Claims Date V's Cost Effective Analysis

Now that both Medicare and many private insurers are becoming even more cost conscious as to how they reimburse medical providers and institutions for care administered to patients, it is important to analyze both how care has been administered, and how it can be modified in the future to maintain good quality of care, but rein in costs.

Historically, claims data has often been used in the analysis of costs. This seemed reasonable as claims data describes how services are historically reimbursed. However, it cannot compare one method of care vs another, nor if what was actually paid is either cost effective or even necessary. At the detail level necessary to make critical care delivery decisions, claims data represents the proverbial 30,000-foot level, not the, on the ground, level necessary for careful care planning necessarily predicated on both cost and quality.
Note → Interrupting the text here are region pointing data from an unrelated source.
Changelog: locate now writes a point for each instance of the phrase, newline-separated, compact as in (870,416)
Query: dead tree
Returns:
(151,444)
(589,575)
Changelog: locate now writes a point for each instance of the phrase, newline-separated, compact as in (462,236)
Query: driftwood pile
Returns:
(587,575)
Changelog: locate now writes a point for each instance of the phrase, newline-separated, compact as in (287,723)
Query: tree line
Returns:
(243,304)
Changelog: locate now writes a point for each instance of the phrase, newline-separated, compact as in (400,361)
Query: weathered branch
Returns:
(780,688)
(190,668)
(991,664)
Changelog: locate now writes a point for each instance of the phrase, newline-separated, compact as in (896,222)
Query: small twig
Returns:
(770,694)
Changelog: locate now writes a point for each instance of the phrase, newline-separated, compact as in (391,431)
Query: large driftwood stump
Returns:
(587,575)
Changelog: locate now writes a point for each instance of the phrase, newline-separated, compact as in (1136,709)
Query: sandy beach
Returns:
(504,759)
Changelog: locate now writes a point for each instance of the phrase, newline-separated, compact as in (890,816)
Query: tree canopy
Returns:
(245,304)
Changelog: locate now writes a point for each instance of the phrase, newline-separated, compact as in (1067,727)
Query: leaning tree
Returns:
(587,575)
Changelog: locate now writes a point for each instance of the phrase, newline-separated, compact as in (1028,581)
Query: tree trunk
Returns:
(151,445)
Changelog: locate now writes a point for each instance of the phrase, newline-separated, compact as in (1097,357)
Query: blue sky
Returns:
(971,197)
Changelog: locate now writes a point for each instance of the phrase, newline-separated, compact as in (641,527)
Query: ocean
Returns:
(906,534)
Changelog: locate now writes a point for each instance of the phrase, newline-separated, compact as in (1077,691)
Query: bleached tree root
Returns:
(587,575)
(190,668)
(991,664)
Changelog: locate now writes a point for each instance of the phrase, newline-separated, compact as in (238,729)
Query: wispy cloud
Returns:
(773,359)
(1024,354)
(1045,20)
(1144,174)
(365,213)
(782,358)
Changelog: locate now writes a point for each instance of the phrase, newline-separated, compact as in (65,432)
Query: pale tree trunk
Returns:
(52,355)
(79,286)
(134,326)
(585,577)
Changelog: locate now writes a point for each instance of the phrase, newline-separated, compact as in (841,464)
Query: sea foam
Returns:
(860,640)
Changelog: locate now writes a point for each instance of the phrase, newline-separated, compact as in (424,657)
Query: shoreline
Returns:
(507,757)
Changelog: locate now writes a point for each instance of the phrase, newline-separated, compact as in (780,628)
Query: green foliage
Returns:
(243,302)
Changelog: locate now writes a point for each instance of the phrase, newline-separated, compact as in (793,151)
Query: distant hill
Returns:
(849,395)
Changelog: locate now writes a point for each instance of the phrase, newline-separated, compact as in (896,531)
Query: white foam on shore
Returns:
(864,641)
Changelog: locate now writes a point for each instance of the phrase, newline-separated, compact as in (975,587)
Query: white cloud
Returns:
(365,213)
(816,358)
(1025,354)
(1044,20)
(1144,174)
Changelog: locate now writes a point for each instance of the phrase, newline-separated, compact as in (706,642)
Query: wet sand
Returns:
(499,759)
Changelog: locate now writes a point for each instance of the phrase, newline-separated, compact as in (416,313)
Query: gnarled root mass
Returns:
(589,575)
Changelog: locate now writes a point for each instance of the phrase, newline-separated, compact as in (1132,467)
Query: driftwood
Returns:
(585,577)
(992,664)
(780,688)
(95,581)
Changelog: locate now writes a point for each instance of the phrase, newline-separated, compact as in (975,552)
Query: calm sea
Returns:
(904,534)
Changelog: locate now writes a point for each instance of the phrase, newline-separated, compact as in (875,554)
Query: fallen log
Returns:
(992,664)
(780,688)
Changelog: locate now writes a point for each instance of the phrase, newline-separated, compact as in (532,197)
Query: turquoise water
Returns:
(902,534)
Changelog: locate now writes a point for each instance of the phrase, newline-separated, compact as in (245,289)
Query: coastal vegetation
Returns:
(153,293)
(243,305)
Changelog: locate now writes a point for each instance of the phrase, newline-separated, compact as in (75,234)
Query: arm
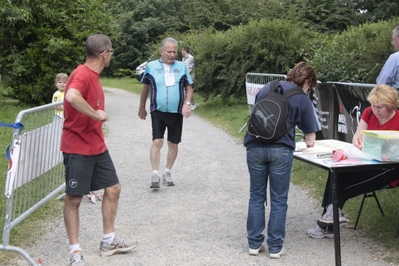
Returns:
(388,72)
(77,101)
(310,139)
(357,137)
(143,100)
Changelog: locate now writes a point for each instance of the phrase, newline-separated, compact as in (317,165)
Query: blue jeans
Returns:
(274,162)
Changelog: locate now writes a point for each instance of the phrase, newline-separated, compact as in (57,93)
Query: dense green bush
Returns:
(41,38)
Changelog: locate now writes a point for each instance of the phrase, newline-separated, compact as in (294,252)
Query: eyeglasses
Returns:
(109,51)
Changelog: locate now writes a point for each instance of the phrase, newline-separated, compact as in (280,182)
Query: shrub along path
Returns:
(199,221)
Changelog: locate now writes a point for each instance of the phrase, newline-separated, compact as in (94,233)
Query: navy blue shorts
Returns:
(172,121)
(88,173)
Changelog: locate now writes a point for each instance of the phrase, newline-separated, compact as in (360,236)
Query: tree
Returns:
(375,10)
(44,37)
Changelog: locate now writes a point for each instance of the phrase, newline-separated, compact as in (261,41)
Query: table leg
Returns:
(337,239)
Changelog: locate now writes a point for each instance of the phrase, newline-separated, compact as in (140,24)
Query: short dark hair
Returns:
(302,72)
(187,49)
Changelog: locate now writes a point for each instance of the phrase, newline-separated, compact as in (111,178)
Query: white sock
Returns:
(108,238)
(72,248)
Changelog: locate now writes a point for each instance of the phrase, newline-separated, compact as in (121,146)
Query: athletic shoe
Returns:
(118,245)
(277,255)
(328,218)
(155,181)
(256,251)
(319,233)
(76,258)
(167,179)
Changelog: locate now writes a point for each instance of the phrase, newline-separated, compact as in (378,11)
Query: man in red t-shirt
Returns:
(88,165)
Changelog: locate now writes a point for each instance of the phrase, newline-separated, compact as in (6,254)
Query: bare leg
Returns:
(109,207)
(172,154)
(71,217)
(155,153)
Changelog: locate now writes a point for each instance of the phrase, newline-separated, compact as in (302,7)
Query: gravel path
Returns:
(199,221)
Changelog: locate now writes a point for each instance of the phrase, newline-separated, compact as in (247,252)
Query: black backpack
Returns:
(268,117)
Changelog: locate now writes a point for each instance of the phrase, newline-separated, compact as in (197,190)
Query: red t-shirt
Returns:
(372,124)
(81,134)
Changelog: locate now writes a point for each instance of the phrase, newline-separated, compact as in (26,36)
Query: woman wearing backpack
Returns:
(274,160)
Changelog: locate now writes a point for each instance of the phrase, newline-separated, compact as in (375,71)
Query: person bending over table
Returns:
(381,115)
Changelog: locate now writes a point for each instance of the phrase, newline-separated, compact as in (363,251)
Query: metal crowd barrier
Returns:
(35,173)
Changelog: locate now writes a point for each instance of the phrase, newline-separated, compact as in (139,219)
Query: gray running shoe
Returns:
(256,251)
(155,181)
(76,258)
(118,245)
(167,179)
(319,233)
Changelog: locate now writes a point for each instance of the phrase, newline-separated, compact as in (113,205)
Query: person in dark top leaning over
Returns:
(274,161)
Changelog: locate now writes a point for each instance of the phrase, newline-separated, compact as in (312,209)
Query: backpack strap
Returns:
(276,83)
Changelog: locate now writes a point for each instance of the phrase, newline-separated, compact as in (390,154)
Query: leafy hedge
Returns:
(222,59)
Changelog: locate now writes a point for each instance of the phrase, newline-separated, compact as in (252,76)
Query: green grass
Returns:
(34,224)
(230,116)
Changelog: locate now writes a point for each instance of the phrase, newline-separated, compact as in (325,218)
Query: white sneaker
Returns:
(76,258)
(256,251)
(155,181)
(277,255)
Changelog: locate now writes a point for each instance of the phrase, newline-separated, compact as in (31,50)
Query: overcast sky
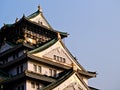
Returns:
(94,28)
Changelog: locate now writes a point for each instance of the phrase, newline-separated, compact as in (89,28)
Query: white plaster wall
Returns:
(69,59)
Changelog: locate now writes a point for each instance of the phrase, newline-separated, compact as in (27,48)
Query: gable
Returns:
(5,47)
(58,53)
(74,82)
(40,20)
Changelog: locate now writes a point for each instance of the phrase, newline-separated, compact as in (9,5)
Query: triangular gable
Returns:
(58,53)
(74,82)
(5,46)
(69,81)
(39,18)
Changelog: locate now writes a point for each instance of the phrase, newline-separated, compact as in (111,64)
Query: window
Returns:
(21,68)
(17,70)
(39,69)
(22,87)
(64,60)
(60,59)
(32,84)
(35,67)
(50,71)
(18,88)
(54,57)
(15,56)
(53,73)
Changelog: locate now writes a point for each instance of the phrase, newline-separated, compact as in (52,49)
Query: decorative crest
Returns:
(39,8)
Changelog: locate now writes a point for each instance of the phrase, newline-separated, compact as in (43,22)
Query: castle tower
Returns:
(34,57)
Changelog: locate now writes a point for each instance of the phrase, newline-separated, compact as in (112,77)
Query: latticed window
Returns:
(35,67)
(39,69)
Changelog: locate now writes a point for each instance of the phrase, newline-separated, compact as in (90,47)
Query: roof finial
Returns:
(39,8)
(16,20)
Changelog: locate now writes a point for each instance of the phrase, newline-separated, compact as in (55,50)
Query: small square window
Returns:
(35,67)
(40,69)
(32,84)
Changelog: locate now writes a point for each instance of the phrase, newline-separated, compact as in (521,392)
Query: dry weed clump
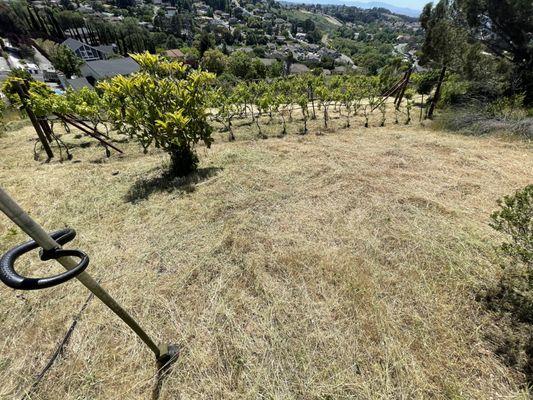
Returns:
(337,266)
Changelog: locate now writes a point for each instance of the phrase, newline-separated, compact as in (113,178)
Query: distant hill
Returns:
(366,5)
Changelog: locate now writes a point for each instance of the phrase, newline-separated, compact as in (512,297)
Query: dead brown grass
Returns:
(309,267)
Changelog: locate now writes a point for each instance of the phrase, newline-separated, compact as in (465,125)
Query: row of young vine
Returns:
(312,97)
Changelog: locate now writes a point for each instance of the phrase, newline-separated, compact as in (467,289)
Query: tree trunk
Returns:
(183,160)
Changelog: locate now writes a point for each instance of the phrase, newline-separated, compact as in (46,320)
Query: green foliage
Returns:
(515,218)
(162,105)
(454,90)
(505,31)
(65,60)
(507,107)
(214,61)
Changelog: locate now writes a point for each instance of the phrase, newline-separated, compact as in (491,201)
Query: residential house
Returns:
(175,53)
(101,69)
(87,52)
(297,69)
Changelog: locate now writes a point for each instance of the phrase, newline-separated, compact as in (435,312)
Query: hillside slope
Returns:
(337,266)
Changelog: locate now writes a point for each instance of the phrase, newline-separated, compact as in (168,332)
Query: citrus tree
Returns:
(164,105)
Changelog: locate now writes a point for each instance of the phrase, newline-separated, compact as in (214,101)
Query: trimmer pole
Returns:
(13,211)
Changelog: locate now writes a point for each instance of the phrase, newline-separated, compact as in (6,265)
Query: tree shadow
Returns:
(144,187)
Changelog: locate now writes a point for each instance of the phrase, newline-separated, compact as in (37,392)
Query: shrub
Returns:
(515,219)
(164,105)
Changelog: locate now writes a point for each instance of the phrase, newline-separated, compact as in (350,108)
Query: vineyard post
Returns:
(24,100)
(164,353)
(436,97)
(402,91)
(312,98)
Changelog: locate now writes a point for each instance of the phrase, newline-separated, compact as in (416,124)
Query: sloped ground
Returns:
(319,267)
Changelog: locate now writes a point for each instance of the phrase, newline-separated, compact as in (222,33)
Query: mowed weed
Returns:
(345,265)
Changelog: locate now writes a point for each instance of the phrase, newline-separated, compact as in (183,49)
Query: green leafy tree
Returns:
(505,27)
(164,104)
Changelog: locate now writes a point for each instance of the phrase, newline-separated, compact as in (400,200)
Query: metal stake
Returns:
(13,211)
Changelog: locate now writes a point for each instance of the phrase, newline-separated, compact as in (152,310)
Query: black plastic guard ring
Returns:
(11,278)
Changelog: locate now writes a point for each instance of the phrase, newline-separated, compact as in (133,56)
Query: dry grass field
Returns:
(345,265)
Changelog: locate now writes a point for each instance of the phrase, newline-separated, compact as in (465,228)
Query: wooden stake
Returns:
(436,97)
(23,98)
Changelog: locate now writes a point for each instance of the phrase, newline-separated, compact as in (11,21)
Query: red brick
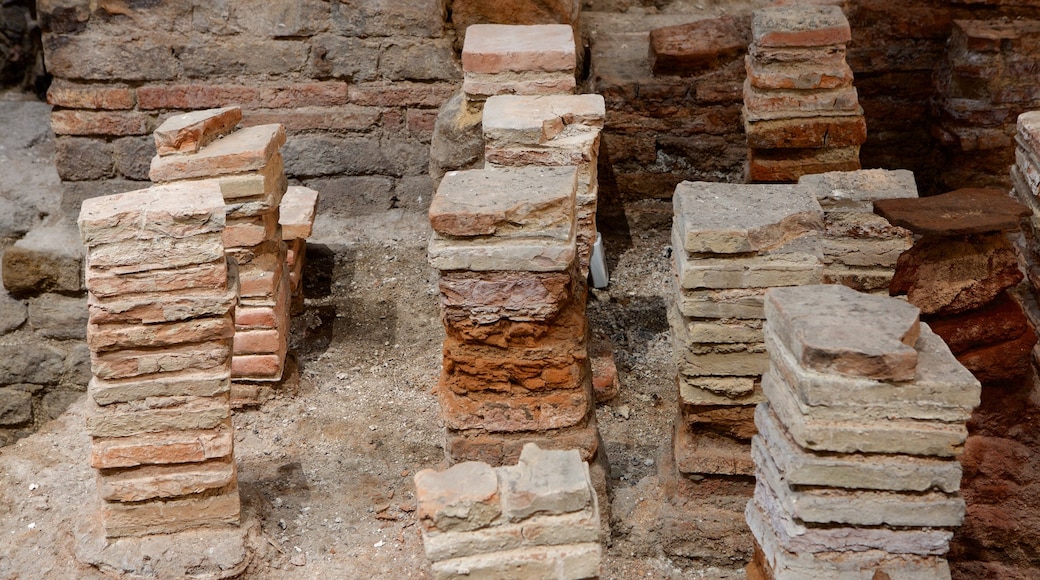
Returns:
(304,95)
(190,97)
(400,95)
(91,97)
(94,123)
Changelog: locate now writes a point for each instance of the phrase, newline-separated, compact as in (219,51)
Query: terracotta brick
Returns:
(62,94)
(191,97)
(100,123)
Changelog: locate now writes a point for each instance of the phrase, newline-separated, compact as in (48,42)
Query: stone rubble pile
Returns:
(730,243)
(801,111)
(856,468)
(959,273)
(249,167)
(536,519)
(161,322)
(860,248)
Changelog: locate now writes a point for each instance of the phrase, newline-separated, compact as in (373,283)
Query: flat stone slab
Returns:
(734,218)
(858,190)
(835,330)
(800,26)
(507,203)
(956,213)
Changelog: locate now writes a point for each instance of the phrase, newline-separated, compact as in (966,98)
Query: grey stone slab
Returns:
(853,471)
(833,328)
(735,218)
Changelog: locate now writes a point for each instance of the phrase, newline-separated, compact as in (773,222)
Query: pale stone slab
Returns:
(191,131)
(759,271)
(736,218)
(905,436)
(857,190)
(839,565)
(941,388)
(511,120)
(822,505)
(510,255)
(461,498)
(181,210)
(853,471)
(794,535)
(834,328)
(508,203)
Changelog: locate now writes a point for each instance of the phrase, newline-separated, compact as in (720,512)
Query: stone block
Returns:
(835,330)
(730,218)
(514,203)
(687,49)
(248,150)
(858,190)
(462,498)
(496,48)
(188,132)
(852,471)
(545,482)
(296,212)
(800,26)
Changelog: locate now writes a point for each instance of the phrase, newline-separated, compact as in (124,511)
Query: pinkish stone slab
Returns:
(835,330)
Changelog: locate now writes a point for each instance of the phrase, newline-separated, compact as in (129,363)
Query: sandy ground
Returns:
(327,467)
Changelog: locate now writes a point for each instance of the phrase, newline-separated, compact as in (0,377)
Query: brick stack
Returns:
(248,165)
(985,81)
(959,272)
(801,112)
(516,367)
(856,468)
(538,519)
(860,248)
(730,243)
(161,300)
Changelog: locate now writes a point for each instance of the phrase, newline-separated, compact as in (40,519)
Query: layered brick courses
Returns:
(160,354)
(731,242)
(248,166)
(855,456)
(536,519)
(801,112)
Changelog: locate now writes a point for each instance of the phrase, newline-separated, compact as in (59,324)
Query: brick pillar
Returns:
(516,367)
(161,300)
(855,460)
(248,165)
(801,112)
(538,519)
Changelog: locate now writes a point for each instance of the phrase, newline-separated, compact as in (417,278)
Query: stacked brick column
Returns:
(161,300)
(959,272)
(248,165)
(538,519)
(856,468)
(730,243)
(516,367)
(801,112)
(860,247)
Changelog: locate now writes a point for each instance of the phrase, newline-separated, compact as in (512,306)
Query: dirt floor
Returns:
(326,467)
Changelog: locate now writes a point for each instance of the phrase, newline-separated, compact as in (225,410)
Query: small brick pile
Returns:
(508,59)
(516,366)
(161,300)
(801,112)
(860,247)
(538,519)
(730,243)
(856,468)
(959,274)
(248,165)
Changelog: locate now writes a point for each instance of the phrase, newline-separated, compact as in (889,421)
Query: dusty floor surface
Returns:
(327,468)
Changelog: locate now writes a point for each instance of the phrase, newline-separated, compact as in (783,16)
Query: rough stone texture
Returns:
(833,328)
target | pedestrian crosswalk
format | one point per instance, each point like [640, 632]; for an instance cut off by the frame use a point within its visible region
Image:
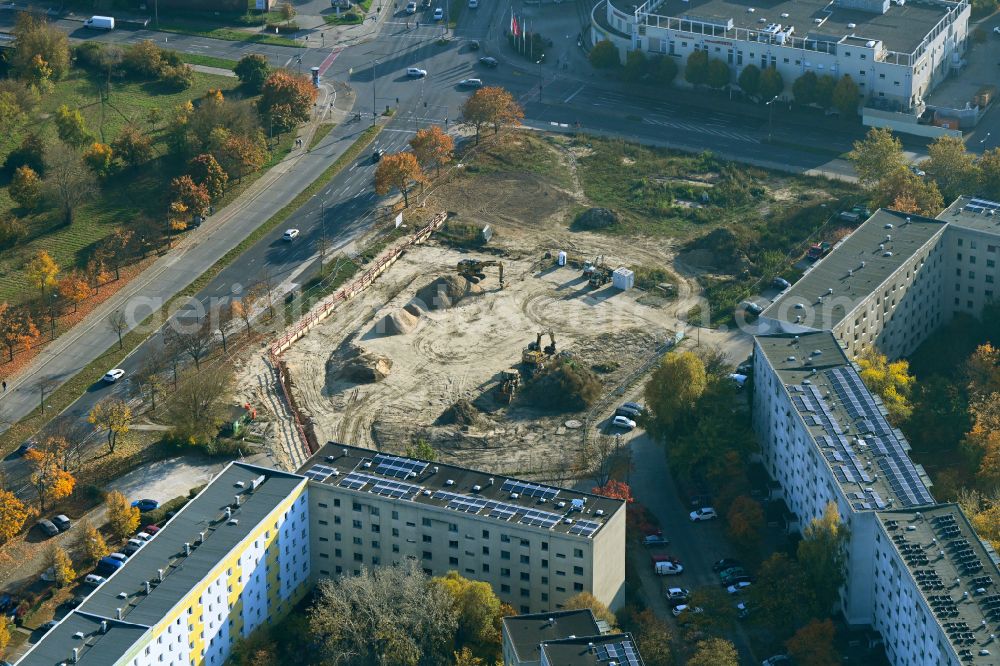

Cost effectiveness analysis provides a much better framework for comparing different therapies, multiple approaches to therapies, outcomes tracking and a nearly infinite number of variable effecting both care quality and care costs.  Cost Effectiveness Analysis works because it values and tracks both cost containment and its medical effectiveness. It does not rely on history, but upon probabilities of outcomes for actually therapeutic regimens. This will not only provide a framework for comparison, but will lead to development of benchmarks for comparing different types of therapies or therapeutic approaches to a particular medical problem.

Claims data can still be useful, but will provide an added benefit when used in conjunction with cost effectiveness analysis.  In this scenario, cost effectiveness analysis can be used first to realistically model the outcome of a particular treatment and provide a benchmark.  Then one can use the line items of the claims data to see where one could cut costs while maintaining quality of care. This way utilizes both types of analysis to give a complete financial picture of clinical treatments, including probabilities of outcome.  

In conclusion, cost effectiveness analysis can provide realistic assessment of a clinical situation and provide a financial benchmark that claims data just cannot do.